Caffeinated Usability


We have the neediest coffee maker. It’s great having free, freshly ground espresso at the office, but that machine is constantly yalping for one thing or another. Waiting for your espresso to brew gives you time to think about usability.

The coffee machine has a one-line, 10-character LED display, which it uses to cryptically beg you for attention. (The latest: “Descale machine.”) I found a co-worker one morning, exasperated with trying to guess its needs. “I’ve put coffee in! What is its problem?” The machine was alternating between two words, “grounds” and “empty.” Believing that the grounds were empty, my co-worker was adding more to the hopper. Turn the sentence around, though, and you realize the tray for catching used grounds needed to be emptied. The coffee machine's LED display cycles between Empty and Grounds.
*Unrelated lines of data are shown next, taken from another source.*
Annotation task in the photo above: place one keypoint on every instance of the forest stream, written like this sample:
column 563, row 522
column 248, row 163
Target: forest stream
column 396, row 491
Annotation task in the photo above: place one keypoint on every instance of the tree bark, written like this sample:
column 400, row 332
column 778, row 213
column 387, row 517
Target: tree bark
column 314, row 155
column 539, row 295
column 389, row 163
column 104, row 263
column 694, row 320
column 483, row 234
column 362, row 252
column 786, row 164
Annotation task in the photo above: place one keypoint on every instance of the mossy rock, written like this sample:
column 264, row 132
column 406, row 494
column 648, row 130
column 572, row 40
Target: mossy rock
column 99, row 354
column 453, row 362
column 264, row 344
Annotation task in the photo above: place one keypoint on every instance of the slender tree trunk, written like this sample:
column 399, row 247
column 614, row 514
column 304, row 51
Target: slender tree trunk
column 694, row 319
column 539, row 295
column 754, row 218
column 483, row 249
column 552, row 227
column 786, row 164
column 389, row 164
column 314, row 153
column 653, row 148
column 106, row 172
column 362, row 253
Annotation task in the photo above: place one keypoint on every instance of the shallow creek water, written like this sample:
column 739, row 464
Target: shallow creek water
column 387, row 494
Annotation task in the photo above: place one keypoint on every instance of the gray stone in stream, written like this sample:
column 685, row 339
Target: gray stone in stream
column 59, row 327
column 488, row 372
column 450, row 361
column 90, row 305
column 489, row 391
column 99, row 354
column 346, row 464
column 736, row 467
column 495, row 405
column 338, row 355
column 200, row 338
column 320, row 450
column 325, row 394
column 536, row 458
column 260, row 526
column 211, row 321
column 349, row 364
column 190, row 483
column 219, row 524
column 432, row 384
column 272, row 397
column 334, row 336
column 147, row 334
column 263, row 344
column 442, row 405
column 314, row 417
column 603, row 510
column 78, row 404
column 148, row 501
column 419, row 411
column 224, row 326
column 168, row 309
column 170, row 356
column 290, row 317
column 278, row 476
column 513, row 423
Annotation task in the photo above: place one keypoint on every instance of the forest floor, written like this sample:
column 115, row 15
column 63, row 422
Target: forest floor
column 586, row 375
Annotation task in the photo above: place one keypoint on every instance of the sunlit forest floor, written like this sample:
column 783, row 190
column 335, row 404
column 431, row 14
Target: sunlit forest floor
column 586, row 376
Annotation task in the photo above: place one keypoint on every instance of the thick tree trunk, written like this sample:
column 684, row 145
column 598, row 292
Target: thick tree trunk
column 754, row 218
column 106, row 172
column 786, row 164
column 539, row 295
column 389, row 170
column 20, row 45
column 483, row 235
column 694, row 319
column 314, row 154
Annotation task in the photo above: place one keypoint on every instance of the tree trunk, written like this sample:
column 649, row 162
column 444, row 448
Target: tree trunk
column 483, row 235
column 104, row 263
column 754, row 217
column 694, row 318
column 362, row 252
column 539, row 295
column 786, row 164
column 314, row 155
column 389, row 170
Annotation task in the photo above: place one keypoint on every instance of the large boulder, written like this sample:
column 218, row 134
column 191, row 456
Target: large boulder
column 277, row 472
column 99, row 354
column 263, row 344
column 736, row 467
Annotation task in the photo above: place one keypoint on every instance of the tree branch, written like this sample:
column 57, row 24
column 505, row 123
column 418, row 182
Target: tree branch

I recently read Microinteractions by Dan Saffer. He gives a great explanation of what a microinteraction is, a single use-case interaction with a device or application. Dismissing an alert on your phone, setting the target temperature on the oven, even turning on a lamp are all microinteractions. Getting these right is what makes an application “intuitive.”
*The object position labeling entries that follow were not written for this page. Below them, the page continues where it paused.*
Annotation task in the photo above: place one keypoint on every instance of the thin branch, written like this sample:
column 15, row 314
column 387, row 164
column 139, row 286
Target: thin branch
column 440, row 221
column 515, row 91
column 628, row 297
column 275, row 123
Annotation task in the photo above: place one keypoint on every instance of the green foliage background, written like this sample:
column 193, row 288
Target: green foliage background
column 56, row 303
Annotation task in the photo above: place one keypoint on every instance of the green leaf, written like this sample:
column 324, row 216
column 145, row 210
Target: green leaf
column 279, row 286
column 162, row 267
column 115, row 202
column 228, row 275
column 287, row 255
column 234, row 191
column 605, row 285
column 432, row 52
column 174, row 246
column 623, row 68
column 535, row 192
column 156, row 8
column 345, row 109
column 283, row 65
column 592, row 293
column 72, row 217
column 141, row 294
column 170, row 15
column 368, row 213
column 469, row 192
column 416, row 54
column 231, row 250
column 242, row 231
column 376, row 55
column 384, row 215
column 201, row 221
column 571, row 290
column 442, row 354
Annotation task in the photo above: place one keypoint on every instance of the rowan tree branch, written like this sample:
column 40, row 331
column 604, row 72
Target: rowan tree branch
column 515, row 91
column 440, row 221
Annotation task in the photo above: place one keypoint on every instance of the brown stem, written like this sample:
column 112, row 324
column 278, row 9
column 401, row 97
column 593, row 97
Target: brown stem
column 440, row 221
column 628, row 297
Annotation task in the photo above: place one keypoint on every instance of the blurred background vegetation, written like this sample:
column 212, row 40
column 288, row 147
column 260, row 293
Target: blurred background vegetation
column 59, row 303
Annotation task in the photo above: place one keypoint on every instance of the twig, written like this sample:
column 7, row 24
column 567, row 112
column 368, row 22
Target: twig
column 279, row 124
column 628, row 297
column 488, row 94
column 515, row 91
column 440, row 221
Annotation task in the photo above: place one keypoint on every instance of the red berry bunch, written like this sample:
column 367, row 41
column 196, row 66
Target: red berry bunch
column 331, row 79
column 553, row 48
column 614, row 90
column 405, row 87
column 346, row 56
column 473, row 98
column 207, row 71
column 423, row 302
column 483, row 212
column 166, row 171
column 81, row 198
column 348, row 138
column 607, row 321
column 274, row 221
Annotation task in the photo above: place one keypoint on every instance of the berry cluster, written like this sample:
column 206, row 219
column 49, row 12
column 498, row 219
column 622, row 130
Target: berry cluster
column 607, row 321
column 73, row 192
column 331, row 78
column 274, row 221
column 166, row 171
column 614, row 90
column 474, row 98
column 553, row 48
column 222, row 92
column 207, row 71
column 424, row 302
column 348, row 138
The coffee maker could scroll the words or just use an LED display with two lines of text. At least it is consistent: all messages are imperative commands, rather than declarative statements. Having seen other, less ambiguous messages from it led me to parse “empty” “grounds” correctly. And error messages in applications should be instructions, telling us what to fix instead of just complaining that something is wrong.

The coffee machine’s not off the hook, though. There’s a button you press to select the strength of your coffee. One press means “mild,” two means “strong,” three means “stand the spoon up in it,” and I hope that’s the one you wanted, because there’s no cycling back to the beginning. Subsequent button presses do nothing.

What microinteractions are you designing into your applications?